Tarifa is a bridge between Europe and Africa and divides the Mediterranean from the Atlantic. The city occupies a strategic place in a legendary zone, “The Pillars of Hercules”. Once thought to be the end of the world by the sailors of antiquity. That’s the reason why it was inhabited from prehistoric times to this day, by Phoenicians, Romans, Muslims and Christians, upon this rocky peninsula, the most southern point of Europe.
Arab writers speak about an early incursion in the year 710, lead by a Berber called Tarif. This should be the origin of the name of the city. But it could also be a derivation of tarf (”point” or “extreme”, in Arabic). The castle was built in 960, by the Omeyyad Caliph Abd al-Rahman III, giving rise to the defensive enclosure that we see today, one of the best preserved in Spain.

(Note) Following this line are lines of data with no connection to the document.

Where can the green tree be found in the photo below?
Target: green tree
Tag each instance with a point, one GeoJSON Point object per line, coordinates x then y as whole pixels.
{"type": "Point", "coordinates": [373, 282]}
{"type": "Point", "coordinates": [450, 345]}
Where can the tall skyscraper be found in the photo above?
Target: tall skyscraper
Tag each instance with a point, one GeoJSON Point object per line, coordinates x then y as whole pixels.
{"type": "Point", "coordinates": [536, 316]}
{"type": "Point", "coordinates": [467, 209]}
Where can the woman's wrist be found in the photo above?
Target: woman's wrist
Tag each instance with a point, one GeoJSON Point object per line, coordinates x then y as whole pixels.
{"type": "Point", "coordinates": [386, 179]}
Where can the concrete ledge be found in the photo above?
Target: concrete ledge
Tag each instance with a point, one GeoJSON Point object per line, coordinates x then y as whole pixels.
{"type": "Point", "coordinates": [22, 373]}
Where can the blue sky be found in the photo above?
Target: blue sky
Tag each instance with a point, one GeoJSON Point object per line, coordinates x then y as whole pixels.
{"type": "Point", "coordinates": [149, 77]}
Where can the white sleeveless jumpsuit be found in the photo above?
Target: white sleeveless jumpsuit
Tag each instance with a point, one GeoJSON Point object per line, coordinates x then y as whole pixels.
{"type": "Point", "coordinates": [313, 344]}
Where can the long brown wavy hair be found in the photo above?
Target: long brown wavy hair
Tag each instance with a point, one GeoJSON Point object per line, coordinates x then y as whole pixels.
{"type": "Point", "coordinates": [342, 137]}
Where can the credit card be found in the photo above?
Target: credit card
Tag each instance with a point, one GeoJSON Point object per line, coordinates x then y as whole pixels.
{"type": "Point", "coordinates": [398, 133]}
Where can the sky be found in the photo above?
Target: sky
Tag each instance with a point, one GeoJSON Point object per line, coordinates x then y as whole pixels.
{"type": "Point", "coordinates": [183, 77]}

The importance of Tarifa increased over time because it was one of the most important ports through the Strait of Gibraltar under the empires of the Maghreb (Almoravid, Almohad and Marinid dynasties), which marked the politics of al-Andalus from the end of the XI century onwards.
Just a couple of years after the Christians conquest in 1292 by King Sancho IV the Brave, an event took place that gave the castle of Tarifa its name and fame: the defense by the castle’s governor, Alonso Pérez de Guzmán el Bueno (the Good, in the sense of righteous) who chose to sacrifice his own son, instead of surrendering the stronghold that the king had entrusted to him.
Each and every one of the above mentioned historical stages have left their mark on the town and on its Castle, which today show what has resulted from the addition of defensive structures (gates, towers, barriers), as well as from its palatial constructions, accumulated since the XV century up to the times of I Marquis of Tarifa in the XVI century.
The castle preserved its military function for a millenium. In 1989 it was placed in civil hands, beginning with the restoration and archeological work that has made it known to us.